The second grid uses the code that I have posted. It is clear that there is no bias in the results.
Edited to add:Code:0 1 2 3 4 5 6 7 8 9
0 10 10 10 10 10 10 10 10 10 10
1 13 09 10 10 10 10 10 10 10 10
2 12 12 09 09 09 09 09 10 10 10
3 11 12 12 09 09 09 09 09 10 10
4 10 11 11 12 09 09 09 09 10 10
5 10 10 11 11 12 09 09 09 10 10
6 09 10 10 11 11 12 09 09 10 10
7 09 09 10 10 11 11 12 09 09 10
8 08 09 09 10 10 11 12 12 09 10
9 08 08 09 09 10 10 11 12 13 10
0 1 2 3 4 5 6 7 8 9
0 10 10 10 10 10 10 10 10 10 10
1 10 10 10 10 10 10 10 10 10 10
2 10 10 10 10 10 10 10 10 10 10
3 10 10 10 10 10 10 10 10 10 10
4 10 10 10 10 10 10 10 10 10 10
5 10 10 10 10 10 10 10 10 10 10
6 10 10 10 10 10 10 10 10 10 10
7 10 10 10 10 10 10 10 10 10 10
8 10 10 10 10 10 10 10 10 10 10
9 10 10 10 10 10 10 10 10 10 10
(1) You're getting an overflow error because you are using Integer variables, and the result of the calculation is too large for that type. Use Long variables, and you won't have a problem.Quote:
Originally Posted by adamm83
(2) That Dim statement only declares Y as an Integer. Variables i and X are implicitly declared as Variant.

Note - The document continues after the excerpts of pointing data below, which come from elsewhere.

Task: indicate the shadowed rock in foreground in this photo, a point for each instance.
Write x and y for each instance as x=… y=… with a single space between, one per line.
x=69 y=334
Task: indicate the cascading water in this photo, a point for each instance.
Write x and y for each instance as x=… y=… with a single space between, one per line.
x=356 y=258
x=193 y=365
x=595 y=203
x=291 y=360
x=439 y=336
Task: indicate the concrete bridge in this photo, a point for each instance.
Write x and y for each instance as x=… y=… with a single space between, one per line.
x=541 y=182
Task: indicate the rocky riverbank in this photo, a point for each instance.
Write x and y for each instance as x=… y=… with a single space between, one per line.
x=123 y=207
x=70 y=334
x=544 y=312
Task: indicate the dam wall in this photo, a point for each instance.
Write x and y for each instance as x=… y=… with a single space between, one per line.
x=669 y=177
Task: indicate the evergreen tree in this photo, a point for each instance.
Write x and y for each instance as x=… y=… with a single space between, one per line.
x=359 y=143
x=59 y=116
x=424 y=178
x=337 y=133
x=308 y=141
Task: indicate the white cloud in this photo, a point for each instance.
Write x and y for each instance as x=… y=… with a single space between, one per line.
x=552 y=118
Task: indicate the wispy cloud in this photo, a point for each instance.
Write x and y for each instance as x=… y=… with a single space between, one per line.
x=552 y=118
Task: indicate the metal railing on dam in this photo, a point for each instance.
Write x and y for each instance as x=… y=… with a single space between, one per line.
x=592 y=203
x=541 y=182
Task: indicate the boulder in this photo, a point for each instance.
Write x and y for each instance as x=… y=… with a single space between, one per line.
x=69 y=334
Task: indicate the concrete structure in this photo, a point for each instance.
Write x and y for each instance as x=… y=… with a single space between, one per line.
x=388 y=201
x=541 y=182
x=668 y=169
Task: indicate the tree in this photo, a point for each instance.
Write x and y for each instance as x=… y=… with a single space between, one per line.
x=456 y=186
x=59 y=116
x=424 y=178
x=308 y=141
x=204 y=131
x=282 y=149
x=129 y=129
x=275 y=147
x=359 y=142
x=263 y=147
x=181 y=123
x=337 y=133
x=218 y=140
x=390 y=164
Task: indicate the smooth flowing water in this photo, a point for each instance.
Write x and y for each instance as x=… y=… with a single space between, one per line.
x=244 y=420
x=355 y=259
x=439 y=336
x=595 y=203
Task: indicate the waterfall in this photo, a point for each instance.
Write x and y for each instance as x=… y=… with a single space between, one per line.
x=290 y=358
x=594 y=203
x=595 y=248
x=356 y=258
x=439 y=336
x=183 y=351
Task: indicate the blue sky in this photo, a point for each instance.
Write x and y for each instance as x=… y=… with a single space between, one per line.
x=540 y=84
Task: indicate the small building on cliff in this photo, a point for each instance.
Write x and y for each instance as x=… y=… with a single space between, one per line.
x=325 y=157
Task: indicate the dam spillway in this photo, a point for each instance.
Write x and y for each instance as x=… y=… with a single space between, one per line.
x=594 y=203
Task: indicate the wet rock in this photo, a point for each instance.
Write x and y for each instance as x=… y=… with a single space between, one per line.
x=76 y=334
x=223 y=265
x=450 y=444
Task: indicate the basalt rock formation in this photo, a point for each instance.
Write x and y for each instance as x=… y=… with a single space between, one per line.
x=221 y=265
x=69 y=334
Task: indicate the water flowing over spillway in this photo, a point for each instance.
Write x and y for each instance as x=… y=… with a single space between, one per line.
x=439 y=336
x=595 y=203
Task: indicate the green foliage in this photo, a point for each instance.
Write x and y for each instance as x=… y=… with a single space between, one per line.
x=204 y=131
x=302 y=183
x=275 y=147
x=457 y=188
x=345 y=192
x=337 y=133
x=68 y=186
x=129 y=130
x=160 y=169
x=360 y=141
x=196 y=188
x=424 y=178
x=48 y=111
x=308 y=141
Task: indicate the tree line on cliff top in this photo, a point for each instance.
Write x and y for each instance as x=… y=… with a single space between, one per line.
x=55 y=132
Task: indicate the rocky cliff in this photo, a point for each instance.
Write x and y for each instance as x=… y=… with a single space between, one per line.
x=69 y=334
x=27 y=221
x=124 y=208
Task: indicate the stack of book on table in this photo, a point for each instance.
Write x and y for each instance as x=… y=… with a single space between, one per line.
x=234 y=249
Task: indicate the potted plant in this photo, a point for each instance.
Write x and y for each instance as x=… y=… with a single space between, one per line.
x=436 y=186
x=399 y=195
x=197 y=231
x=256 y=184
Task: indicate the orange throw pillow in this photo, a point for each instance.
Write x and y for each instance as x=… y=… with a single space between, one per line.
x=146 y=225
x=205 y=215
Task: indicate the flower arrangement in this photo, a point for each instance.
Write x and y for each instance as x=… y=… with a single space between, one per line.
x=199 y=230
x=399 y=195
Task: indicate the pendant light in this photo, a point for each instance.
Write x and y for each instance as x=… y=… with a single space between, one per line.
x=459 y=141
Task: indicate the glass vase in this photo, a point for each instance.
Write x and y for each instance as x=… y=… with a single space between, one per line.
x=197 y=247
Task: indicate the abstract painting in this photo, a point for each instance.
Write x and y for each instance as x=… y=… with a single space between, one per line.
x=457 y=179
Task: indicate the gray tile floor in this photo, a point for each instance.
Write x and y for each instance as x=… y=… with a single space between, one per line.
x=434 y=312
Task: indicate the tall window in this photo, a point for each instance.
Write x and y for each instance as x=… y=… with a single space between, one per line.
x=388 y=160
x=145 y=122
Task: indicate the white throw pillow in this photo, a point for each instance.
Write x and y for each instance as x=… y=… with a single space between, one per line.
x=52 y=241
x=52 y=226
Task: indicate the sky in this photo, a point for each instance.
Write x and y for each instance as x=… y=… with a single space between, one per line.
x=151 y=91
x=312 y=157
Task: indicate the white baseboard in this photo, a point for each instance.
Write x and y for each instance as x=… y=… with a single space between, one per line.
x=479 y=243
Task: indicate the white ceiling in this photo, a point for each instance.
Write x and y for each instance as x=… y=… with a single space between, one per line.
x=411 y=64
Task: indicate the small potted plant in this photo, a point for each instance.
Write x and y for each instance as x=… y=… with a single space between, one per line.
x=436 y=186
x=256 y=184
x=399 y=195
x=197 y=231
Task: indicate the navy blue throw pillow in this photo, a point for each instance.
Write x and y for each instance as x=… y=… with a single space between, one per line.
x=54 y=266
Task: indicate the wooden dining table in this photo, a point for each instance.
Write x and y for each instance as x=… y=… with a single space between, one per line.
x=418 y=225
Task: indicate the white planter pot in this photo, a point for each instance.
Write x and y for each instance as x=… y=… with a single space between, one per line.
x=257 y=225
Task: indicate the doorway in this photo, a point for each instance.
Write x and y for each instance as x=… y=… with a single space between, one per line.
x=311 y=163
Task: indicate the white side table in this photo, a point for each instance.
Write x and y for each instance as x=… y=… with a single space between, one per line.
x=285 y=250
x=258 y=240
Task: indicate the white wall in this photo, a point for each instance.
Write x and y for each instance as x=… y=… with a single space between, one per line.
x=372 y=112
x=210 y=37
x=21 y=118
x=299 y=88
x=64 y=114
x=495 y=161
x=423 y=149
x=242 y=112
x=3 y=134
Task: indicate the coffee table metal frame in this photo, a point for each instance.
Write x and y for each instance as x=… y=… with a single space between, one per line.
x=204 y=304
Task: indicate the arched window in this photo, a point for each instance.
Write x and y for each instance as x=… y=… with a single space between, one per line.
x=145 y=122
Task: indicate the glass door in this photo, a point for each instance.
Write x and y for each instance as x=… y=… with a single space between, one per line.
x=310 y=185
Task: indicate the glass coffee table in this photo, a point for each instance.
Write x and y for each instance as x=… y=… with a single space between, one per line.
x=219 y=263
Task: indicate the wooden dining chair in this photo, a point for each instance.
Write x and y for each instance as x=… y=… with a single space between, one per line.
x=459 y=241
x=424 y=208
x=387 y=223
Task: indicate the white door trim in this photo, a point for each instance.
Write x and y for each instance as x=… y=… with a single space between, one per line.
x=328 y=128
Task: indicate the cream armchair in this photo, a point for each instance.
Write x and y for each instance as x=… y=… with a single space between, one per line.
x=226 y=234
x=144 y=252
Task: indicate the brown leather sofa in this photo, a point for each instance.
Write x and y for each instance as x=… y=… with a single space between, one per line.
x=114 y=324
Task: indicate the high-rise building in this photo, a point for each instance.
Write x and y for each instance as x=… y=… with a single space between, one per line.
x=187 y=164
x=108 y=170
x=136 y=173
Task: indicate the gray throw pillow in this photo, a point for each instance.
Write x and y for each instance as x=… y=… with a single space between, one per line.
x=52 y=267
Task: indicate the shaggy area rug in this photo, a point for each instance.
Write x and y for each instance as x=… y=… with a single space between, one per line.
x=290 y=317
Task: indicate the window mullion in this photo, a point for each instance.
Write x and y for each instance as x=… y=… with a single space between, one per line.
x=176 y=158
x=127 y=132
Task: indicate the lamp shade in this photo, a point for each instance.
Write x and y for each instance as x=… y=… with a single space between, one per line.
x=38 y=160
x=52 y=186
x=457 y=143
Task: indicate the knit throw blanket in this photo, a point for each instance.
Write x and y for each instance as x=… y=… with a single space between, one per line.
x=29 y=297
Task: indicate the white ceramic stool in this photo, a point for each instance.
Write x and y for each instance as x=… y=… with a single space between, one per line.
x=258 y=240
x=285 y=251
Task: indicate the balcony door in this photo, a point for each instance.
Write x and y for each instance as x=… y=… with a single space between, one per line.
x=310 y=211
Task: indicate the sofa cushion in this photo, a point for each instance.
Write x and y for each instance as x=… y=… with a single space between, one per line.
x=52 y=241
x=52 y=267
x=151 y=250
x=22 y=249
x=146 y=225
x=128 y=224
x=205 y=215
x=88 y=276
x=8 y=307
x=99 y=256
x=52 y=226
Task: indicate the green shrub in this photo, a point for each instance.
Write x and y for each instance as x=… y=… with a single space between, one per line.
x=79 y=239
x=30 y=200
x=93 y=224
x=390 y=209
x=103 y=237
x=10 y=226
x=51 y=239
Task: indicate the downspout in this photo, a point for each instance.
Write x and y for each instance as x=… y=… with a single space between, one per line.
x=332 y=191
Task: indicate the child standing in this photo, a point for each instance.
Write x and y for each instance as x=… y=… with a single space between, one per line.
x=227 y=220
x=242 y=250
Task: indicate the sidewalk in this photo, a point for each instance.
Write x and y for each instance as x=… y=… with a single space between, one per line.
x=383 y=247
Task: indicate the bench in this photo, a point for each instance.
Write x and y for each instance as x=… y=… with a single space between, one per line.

In VB you can declare variables of different types on the same line, so you must specify the type for each variable.
here's some sample code i wrote just for you (aren't you special)Quote:
Originally Posted by adamm83
Code:type Lord
.alpha as double
.omega as double
end type
dim Orwell(5 to 8, 99 to 1234) as Lord
msgbox lbound(Orwell, 1)
msgbox lbound(Orwell, 2)
msgbox ubound(orwell, 1)
msgbox ubound(orwell, 2)
Hey, Thanks lord orwell! I do feel special! :) I appreciate the time you spent.